Re: SUO: Re: Foundlings Of Ontology
CSP wrote many things about deduction, induction, and
abductgion. It is important to realize that Peirce's
trichotomy is a metalevel category that can be used to
generate multiple categories in multiple ways.
I am traveling right now, so I don't have access to all my
books and notes, so I can't quote the appropriate references.
However, if someone would be so kind as to look up CSP's
classification of the various fields of science (including
both the physical and the psychical), there is something
in his later philosophy where he puts mathematics at the top,
and everything else under it. In that same classification,
he subdivides the field of "critical logic" into "deduction,
induction, and abduction" in that order.
>RM, quoting JS:
>
> | Peirce also applied his trichotomy to subdivide these subfields.
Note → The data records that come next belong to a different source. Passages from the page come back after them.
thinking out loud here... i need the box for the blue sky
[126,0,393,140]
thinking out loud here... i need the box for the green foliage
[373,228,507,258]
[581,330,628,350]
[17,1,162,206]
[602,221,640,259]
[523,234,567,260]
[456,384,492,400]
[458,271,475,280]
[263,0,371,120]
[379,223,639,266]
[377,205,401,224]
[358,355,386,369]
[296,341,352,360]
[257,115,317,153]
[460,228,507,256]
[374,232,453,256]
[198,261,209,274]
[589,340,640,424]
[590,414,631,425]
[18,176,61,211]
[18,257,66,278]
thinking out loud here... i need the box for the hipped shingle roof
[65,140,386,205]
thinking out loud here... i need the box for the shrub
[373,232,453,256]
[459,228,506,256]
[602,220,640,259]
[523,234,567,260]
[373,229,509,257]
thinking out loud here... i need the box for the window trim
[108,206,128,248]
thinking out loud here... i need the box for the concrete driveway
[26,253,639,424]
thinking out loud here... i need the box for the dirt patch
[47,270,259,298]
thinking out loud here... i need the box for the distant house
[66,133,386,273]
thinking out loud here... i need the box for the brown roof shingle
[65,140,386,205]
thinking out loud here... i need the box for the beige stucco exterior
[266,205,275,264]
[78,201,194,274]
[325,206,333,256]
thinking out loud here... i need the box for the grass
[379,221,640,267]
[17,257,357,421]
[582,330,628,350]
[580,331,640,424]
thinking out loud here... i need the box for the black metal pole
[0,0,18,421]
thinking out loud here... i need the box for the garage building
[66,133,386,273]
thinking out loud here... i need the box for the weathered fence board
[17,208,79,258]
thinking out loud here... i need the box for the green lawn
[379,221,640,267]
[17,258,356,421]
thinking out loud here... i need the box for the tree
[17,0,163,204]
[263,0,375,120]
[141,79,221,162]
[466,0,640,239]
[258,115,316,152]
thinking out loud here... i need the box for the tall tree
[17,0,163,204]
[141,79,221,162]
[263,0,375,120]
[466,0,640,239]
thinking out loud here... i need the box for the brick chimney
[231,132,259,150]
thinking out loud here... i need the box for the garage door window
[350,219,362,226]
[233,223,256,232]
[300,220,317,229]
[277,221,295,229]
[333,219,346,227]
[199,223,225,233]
> | In analyzing the techniques of logical reasoning, he observed that
> | deduction exemplifies Firstness because it depends only on the syntax
> | of propositions. Induction exemplifies Secondness because it depends
on
> | a dyadic relation between propositions and reality. In looking for the
> | missing third, he discovered the principle of abduction, which generates
> | new hypotheses, which are further tested by the techniques of deduction
> | and induction.
>
>RM, citing C.S. Peirce....
As I said above, I don't believe that those citations
contradict what I said in this paragraph.
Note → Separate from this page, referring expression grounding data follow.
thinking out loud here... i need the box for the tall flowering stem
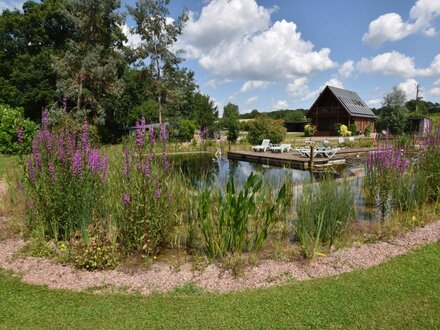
[118,119,175,254]
[21,112,108,241]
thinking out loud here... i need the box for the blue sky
[2,0,440,114]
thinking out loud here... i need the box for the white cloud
[286,77,309,97]
[363,0,440,46]
[367,99,383,108]
[357,51,419,77]
[179,0,335,81]
[245,96,259,105]
[429,79,440,95]
[286,77,343,102]
[356,51,440,77]
[273,100,289,110]
[121,24,142,49]
[338,60,354,79]
[398,78,420,99]
[205,78,232,89]
[0,0,24,11]
[240,80,270,93]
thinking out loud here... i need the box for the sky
[2,0,440,115]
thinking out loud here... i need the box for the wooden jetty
[227,147,373,170]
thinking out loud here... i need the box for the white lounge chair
[348,136,355,142]
[270,144,291,153]
[323,147,340,158]
[338,137,345,144]
[252,139,271,152]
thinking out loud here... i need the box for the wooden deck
[227,147,373,170]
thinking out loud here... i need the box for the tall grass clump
[115,119,178,254]
[418,121,440,201]
[19,112,108,241]
[295,178,356,258]
[194,173,286,259]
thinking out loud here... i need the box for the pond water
[172,153,379,221]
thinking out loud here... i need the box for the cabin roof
[309,86,376,118]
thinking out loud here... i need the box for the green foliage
[378,87,409,135]
[247,115,287,145]
[195,173,286,259]
[240,109,307,122]
[171,119,197,142]
[364,125,372,136]
[0,104,36,154]
[391,171,429,211]
[418,145,440,201]
[222,103,240,142]
[295,178,356,258]
[349,123,358,135]
[191,92,219,133]
[128,0,188,123]
[71,223,119,271]
[332,122,342,136]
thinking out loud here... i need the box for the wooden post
[309,145,314,171]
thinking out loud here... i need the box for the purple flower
[162,151,170,171]
[72,150,83,177]
[17,127,23,145]
[155,188,161,198]
[149,125,155,145]
[57,134,65,163]
[27,157,35,183]
[100,155,109,185]
[48,161,56,182]
[87,149,101,173]
[141,117,146,134]
[135,120,144,147]
[123,148,130,177]
[123,193,131,205]
[144,160,150,179]
[160,124,168,142]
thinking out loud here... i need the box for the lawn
[0,242,439,329]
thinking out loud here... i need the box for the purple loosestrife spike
[123,148,130,177]
[17,127,23,144]
[123,193,131,205]
[160,124,168,142]
[144,160,150,179]
[155,188,161,198]
[135,120,144,146]
[81,121,89,154]
[48,161,56,182]
[57,133,65,163]
[87,149,100,173]
[100,155,109,185]
[27,157,35,183]
[162,151,170,171]
[72,151,83,177]
[149,125,155,144]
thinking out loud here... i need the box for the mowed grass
[1,242,439,329]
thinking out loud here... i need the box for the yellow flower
[412,215,417,222]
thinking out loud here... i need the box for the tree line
[0,0,219,142]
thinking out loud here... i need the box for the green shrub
[195,173,286,259]
[247,115,286,145]
[364,125,372,136]
[418,144,440,201]
[171,119,197,142]
[332,123,342,136]
[349,123,358,135]
[295,178,356,258]
[0,104,36,154]
[304,124,315,137]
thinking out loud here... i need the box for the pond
[172,153,378,221]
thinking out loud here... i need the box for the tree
[378,87,408,135]
[222,103,240,143]
[52,0,126,125]
[0,0,75,120]
[192,92,218,134]
[406,99,428,115]
[247,115,286,145]
[128,0,188,124]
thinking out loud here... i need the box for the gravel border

I also agree with Jon A. that Peirce discovered parallels
with Aristotle's classifications, but many other people had
read the same material without discovering abduction. As
Heraclitus observed, such discoveries are only made by people
who "expect the unexpected" in just the right way. So I would
stand by my claim that Peirce was primed by his own trichotomy
to interpret Aristotle's terms in his characteristic way.